Suzuki Motor Corporation v. Winckler, Case No. 1D18-4815 (Fla. 1st DCA 2019).

The Apex Doctrine (“[an] agency head should not be subject to deposition, over objection, unless and until the opposing parties have exhausted other discovery and can demonstrate that the agency head is uniquely able to provide relevant information which cannot be obtained from other sources.”) does not apply outside of government and thus does not apply to shield the C.E.O. of a multinational company from discovery.

Batterbee v. Roderick, Case No. 2D18-2037 (Fla. 2d DCA 2019).

A permissive use of real property may change into a non-permissive use sufficient to support a claim for adverse possession.

Hopson v. Deutsche Bank National Trust Company, Case No. 2D18-673 (Fla. 2d DCA 2019).

A defending mortgagor that wins dismissal but does not admit privity with the plaintiff is not entitled to an award of attorney’s fees under Florida Statute section 57.105(7); Harris v. Bank of New York Mellon, 44 Fla. L. Weekly D141 (Fla. 2d DCA Dec. 28, 2018), is distinguished on its facts.

Ancla International, S.A. v. Tribeca Asset Management, Inc., Case No. 3D18-1078 (Fla. 3d DCA 2019).

The following provision both selects Florida as the jurisdiction whose law is to apply, and confers jurisdiction sufficient for long-arm purposes:

This agreement will be governed by the laws of the State of Florida of the United States of America (USA), a jurisdiction accepted by the parties irrespective of the fact that the principal activity of the beer project will be conducted in Colombia. 

Beach Towing Services, Inc. v. Sunset Land Associates, LLC, Case Nos. 3D18-1837 & 3D18-2168 (Fla. 3d DCA 2019).

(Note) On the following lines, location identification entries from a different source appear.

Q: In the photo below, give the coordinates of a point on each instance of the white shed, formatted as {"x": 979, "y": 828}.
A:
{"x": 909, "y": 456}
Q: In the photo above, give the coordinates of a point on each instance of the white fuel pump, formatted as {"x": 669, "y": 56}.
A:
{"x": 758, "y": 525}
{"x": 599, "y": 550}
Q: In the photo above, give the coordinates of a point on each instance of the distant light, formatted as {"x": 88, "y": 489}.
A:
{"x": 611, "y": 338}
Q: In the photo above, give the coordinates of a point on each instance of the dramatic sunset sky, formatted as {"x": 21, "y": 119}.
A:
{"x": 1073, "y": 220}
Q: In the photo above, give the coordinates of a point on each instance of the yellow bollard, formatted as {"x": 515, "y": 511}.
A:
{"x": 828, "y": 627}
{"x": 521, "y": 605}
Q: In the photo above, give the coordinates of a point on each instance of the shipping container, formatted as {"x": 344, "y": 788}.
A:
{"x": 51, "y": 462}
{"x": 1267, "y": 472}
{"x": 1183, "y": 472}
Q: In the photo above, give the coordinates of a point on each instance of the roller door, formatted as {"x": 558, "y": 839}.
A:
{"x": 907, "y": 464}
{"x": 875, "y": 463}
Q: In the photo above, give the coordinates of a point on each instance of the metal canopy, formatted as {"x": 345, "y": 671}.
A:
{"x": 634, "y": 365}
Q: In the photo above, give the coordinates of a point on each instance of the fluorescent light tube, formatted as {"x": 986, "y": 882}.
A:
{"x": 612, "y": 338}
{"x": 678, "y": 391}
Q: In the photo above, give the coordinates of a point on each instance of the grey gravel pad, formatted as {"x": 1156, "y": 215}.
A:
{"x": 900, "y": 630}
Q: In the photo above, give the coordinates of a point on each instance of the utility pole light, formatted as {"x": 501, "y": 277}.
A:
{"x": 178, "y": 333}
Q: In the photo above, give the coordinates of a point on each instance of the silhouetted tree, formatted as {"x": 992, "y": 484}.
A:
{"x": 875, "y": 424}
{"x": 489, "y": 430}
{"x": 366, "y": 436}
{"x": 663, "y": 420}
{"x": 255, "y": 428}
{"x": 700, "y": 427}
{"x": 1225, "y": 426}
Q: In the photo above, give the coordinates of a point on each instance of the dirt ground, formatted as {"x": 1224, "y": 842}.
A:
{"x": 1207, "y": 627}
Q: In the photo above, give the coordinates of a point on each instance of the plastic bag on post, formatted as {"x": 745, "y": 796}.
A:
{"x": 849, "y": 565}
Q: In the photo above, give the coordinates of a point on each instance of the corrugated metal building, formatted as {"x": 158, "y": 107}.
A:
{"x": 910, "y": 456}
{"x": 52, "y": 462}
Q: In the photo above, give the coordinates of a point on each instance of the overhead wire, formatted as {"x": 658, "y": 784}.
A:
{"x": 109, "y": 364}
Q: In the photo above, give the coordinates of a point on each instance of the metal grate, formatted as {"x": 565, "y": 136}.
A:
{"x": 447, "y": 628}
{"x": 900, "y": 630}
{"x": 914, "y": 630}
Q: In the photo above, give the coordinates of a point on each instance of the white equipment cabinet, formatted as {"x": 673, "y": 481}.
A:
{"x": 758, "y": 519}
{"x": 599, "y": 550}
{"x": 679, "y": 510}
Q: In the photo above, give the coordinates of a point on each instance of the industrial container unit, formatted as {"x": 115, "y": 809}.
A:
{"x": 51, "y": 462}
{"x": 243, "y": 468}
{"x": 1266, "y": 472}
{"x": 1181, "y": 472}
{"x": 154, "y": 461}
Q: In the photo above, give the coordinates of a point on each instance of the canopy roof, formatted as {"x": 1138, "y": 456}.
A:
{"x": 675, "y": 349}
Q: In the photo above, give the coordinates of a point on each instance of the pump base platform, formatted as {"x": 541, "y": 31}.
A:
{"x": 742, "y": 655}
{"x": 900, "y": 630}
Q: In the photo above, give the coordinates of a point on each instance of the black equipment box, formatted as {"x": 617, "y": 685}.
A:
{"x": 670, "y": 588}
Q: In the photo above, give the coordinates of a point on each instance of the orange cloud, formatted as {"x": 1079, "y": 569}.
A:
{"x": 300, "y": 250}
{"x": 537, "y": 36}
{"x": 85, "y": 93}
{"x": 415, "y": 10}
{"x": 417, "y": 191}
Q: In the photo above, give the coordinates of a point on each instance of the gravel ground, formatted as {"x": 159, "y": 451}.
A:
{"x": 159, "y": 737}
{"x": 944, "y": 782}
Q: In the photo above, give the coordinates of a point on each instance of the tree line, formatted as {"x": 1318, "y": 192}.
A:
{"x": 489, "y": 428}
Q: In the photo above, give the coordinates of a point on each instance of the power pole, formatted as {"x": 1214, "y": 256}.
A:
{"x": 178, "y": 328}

Restrictive covenants are interpreted in a fashion which least restricts the use of the property, and accordingly, the following provision prohibits a garage company but not a garage:

This property is being conveyed by the Grantor to the Grantee subject to the Grantee agreeing that the property will not be used as a parking lot, storage yard facility or for a garage or tow truck company. This covenant shall run with the land.

Valencia Reserve Homeowners Association, Inc. Boynton Beach Associates, XIX, LLLP, Case No. 4D18-1320 (Fla. 4th DCA 2019).

It is not a violation of the Florida Homeowner’s Association Act for a developer to use working capital funds contributed by purchasers into a homeowner’s association account to fund the developer’s negative equity contributions under Florida Statute section 720.308(1)(b).

Grace and Naeem Uddin, Inc. v. Singer Architects, Inc., Case No. 4D18-2972 (Fla. 4th DCA 2019).

A supervising architect owes a duty to a contractor and may be held liable in tort for professional negligence notwithstanding the architect and contractor both have contracts with the developer. In other words, the existence of the contracts does not bar the tort duty owed by the architect to the builder.